# Evaluate $\lim_{n \to \infty} \sum_{j=0}^{n}{{j+n-1} \choose j}\frac{1}{2^{j+n}}$

Using the Central Limit Theorem , Evaluate $$\lim_{n \to \infty} \sum_{j=0}^{n}{{j+n-1} \choose j}\frac{1}{2^{j+n}}$$

My solution: Let $\{X_n\}$ be a sequence of iid R.V's each having $Geo(\frac{1}{2})$

Then $E(X_n)=1$ and $Var(X_n)=2 < \infty,n\in N$

Also $S_n=\sum_{k=1}^nX_k\sim NB(n,\frac{1}{2})$

By Lindeberg-Levy CLT, \begin{align} \lim_{n \to \infty}P[\frac{S_n-E(S_n)}{\sqrt{V(S_n)}}\leq x] &= \Phi(x), \forall x \in R\\ \implies \lim_{n \to \infty}P[\frac{S_n-n}{\sqrt{2n)}}\leq x] &= \Phi(x), \forall x \in R\end{align} Now put $x=0$ \begin{align} \lim_{n \to \infty}P[S_n \leq n]&= \Phi(0) \\ \implies \lim_{n \to \infty} \sum_{j=0}^{n}{{j+n-1} \choose j}\frac{1}{2^{j+n}} &=\frac{1}{2}\end{align} Am I right? Is there any other way to solve the limit? So that I can check the limit(Though it is completely unnecessary for the given question). Please help. Thank in advance.

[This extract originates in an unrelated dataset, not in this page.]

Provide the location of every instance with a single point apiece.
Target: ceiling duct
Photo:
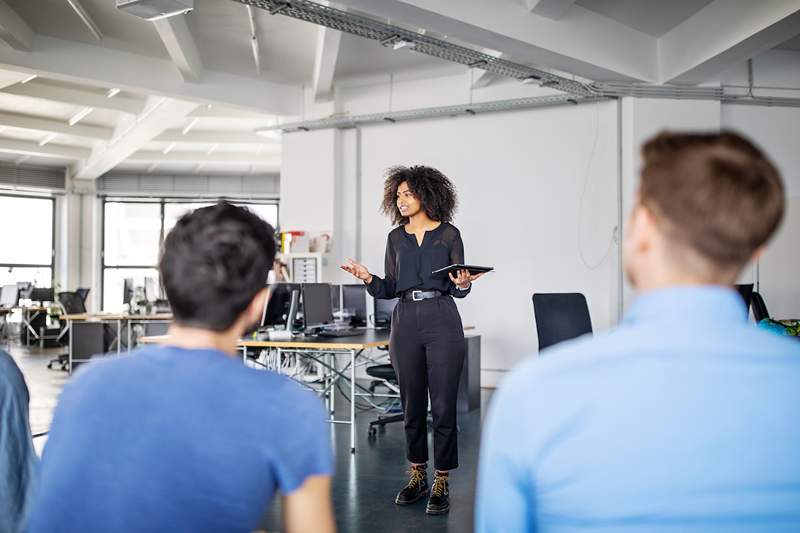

Another way is to use the combinatorial identity $\displaystyle \sum_{j=0}^m \binom{m+j}{j} 2^{m-j}= 4^m$. (See end of post for a proof.)

Dividing by $4^m$, setting $m = n-1$, and extracting the last term, the OP's sum becomes $$\binom{2n-1}{n} \frac{1}{4^n} + \frac{1}{2} \sum_{j=0}^{n-1}{{j+n-1} \choose j}\frac{1}{2^{j+n-1}} = \binom{2n}{n} \frac{1}{2 \cdot 4^n} + \frac{1}{2}.$$

Since the central binomial coefficient has asymptotic $\binom{2n}{n} \sim \frac{4^n}{\sqrt{\pi n}}$, the last expression approaches $\frac{1}{2}$ as $n \to \infty$.

Combinatorial proof that $\displaystyle \sum_{j=0}^m \binom{m+j}{j} 2^{m-j}= 4^m$ (borrowed from an answer of mine on math.SE):

Suppose you flip coins until you obtain either $m+1$ heads or $m+1$ tails. After either heads or tails "wins" you keep flipping until you have a total of $2m+1$ coin flips. The two sides count the number of ways for heads to win.

For the left side: Condition on the number of tails $j$ obtained before head $m+1$. There are $\binom{m+j}{j}$ ways to choose the positions at which these $j$ tails occurred from the $m+j$ total options, and then $2^{m-j}$ possibilities for the remaining flips after head $m+1$. Summing up yields the left side.

For the right side: Heads wins on half of the total number of sequences; i.e., $\frac{1}{2}(2^{2m+1}) = 4^m$.

Added: Byron Schmuland has recently answered this question on math.SE as well. My answer is similar to his.